Royal consort of Goryeo
- Predecessor: Lady Gwangjuwon
- Successor: Lady Dongsanwon
- Born: Unknown Gwangju, Gyeonggi Province
- Died: Unknown Gwangju, Gyeonggi Province
- Spouse: Taejo of Goryeo
- Issue: Prince Gwangjuwon
- House: Yanggeun Wang clan
- Father: Wang Kyu (왕규)
- Religion: Buddhism

Korean name
- Hangul: 소광주원부인
- Hanja: 小廣州院夫人
- Lit.: Lady of the Little Gwangju Courtyard
- RR: Sogwangjuwon buin
- MR: Sogwangjuwŏn puin

= Lady Sogwangjuwon =

Royal consort of Goryeo (fl. 10th century)

Lady Sogwangjuwon of the Wang clan was the daughter of Wang Kyu who became the 17th wife of Taejo of Goryeo and bore him a son, Prince Gwangjuwon. Her older sister became Taejo's 16th wife and her younger sister became Hyejong's 2nd wife. After Taejo's death, Wang Kyu was the person who was in charge of the important task of proclaiming Taejo to the inside and outside dynasties and later tried to assassinate Hyejong just to put his only grandson of the throne, but was failed and got executed in September 945.

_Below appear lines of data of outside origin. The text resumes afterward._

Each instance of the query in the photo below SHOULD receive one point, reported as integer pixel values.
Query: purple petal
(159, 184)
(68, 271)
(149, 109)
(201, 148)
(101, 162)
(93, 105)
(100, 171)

Meanwhile, some scholars have mixed interpretations of Wang Kyu's role and speculated if her son was killed because of her father's rebellion case. In fact, in most cases, the daughters of a rebels were also destroyed or killed together and it was speculated that she and her sisters also faced the same fate.

==In popular culture==
- Portrayed by Seo Mi-ae in the 2002–2003 KBS TV series The Dawn of the Empire.